You can think of the Cintrée, released in 1921, as the cuff version of the small, elegant Tank—elongated and relatively large in proportion, its thin size allows it to comfortably hug the wrist. Back in 2021, Cartier released a special, 100th-anniversary model in gold; this year, the maison dropped an even fancier version, dressed in platinum and featuring a ruby cabochon crown, as part of its Les Rééditions series ($38,500). Measuring 23mm by 46mm, you might think its dimensions are distinctly un-Cartier—however, a thickness of just 6.03, complete with an ultra-thin movement from fellow Richemont brand Jaeger-LeCoultre, means that it’ll wear like a charm. In fact, with its incredible eggshell dial, Breguet hands, and vintage typeface, you’d be forgiven for thinking it’s a century-old original.

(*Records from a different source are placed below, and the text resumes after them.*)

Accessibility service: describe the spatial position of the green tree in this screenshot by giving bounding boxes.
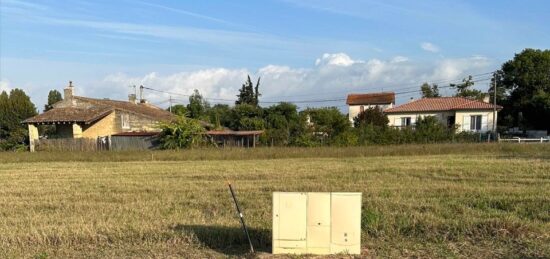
[353,106,389,128]
[235,76,261,106]
[0,89,37,150]
[230,104,265,130]
[44,90,63,112]
[187,89,210,119]
[449,76,485,100]
[302,107,351,144]
[420,82,441,98]
[493,49,550,130]
[166,104,187,116]
[159,116,205,149]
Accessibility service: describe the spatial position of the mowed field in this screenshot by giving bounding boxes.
[0,144,550,258]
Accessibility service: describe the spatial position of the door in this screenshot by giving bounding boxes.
[307,192,330,254]
[331,193,361,254]
[273,192,307,253]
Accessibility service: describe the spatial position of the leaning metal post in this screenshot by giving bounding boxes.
[227,182,254,253]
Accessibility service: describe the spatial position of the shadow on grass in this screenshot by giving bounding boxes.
[173,224,271,255]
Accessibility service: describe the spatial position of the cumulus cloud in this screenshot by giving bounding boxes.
[0,79,11,93]
[98,53,492,106]
[420,42,439,53]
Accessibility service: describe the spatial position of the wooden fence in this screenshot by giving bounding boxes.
[35,138,109,151]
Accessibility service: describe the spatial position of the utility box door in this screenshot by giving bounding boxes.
[273,193,307,241]
[331,193,361,254]
[307,192,330,254]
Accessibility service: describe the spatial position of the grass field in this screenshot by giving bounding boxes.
[0,144,550,258]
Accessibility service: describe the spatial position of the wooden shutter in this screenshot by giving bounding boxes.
[462,116,471,131]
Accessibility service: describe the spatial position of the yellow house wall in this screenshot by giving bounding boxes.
[82,113,118,138]
[348,103,393,123]
[456,110,498,132]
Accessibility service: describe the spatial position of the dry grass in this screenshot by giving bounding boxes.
[0,145,550,258]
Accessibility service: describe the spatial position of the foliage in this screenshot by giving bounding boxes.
[0,89,37,150]
[160,116,205,149]
[449,76,485,101]
[420,82,441,98]
[353,106,389,128]
[44,90,63,112]
[166,104,187,116]
[187,89,210,119]
[493,49,550,130]
[230,104,265,130]
[235,76,261,106]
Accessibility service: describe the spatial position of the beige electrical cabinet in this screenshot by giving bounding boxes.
[273,192,361,254]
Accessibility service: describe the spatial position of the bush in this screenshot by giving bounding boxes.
[160,116,206,149]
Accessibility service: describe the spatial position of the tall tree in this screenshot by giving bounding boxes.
[420,82,441,98]
[0,88,37,149]
[449,76,485,100]
[187,89,210,119]
[493,49,550,130]
[235,76,261,106]
[44,90,63,112]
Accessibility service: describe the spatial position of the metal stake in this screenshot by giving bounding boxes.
[227,182,254,253]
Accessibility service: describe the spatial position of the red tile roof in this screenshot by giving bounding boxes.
[346,92,395,105]
[384,97,502,113]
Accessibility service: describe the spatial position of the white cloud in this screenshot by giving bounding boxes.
[315,53,364,67]
[0,79,11,93]
[420,42,439,53]
[103,53,491,106]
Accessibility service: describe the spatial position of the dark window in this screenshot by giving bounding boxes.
[470,115,481,131]
[401,117,411,126]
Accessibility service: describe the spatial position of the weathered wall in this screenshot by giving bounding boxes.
[348,103,393,123]
[113,110,160,133]
[82,112,118,138]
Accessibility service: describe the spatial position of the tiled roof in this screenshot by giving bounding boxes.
[23,96,174,124]
[23,107,113,124]
[346,92,395,105]
[384,97,502,113]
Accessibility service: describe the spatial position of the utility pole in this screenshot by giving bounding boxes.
[139,85,143,103]
[493,72,497,133]
[168,95,172,113]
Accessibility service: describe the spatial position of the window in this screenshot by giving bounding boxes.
[470,115,481,131]
[120,114,130,129]
[401,117,411,127]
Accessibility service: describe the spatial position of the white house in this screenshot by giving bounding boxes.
[384,97,502,132]
[346,92,395,123]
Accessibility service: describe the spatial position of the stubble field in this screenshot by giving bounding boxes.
[0,144,550,258]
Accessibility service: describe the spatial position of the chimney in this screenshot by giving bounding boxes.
[63,81,74,100]
[128,94,137,104]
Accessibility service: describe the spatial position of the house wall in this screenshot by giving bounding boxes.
[456,110,498,132]
[55,124,73,138]
[388,110,498,132]
[388,112,455,127]
[113,110,160,133]
[82,112,118,138]
[348,103,393,123]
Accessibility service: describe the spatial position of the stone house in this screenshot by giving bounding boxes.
[384,97,502,132]
[346,92,395,123]
[23,82,174,151]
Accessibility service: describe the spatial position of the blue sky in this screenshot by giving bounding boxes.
[0,0,550,108]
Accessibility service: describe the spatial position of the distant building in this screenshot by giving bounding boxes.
[346,92,395,122]
[384,97,502,132]
[23,82,174,151]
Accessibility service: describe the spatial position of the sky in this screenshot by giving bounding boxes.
[0,0,550,110]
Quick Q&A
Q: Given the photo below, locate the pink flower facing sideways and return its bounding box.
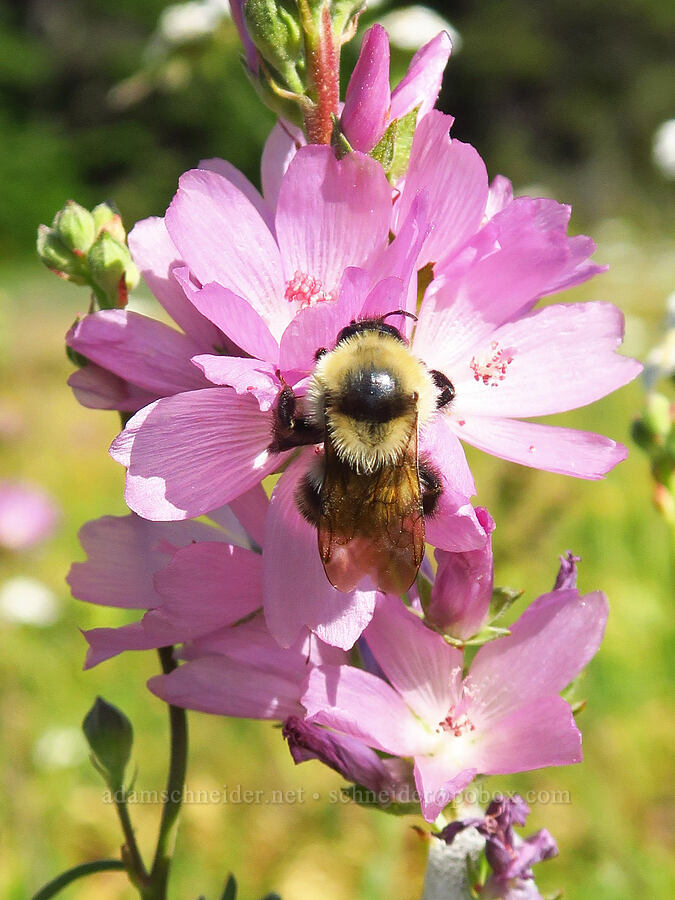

Cartier Tank Cintrée Les Rééditions in Platinum
Unveiled in Cannes back in September, the new Blancpain Fifty Fathoms 70th Anniversary Act III celebrates seven decades of the Swiss brand’s famed dive watch. Upon its release in 1953, the original steel version arrived just as scuba diving was establishing itself as a recreational sport; these days, however, most divers use dive computers, and the automatic dive watch has become a mere accessory. Though it’s a fairly simple, time-only piece, the new Act III reimagines the Fifty Fathoms as an unabashed luxury item, housing it in 9K Bronze Gold, a special alloy containing 37.5 percent gold, 50 percent copper, and 12.5 percent silver, palladium, and gallium. Water resistant to a whopping 300m and featuring a 100-hour power reserve, it can still be used as a genuine tool, however—which should help justify a price of $32,000.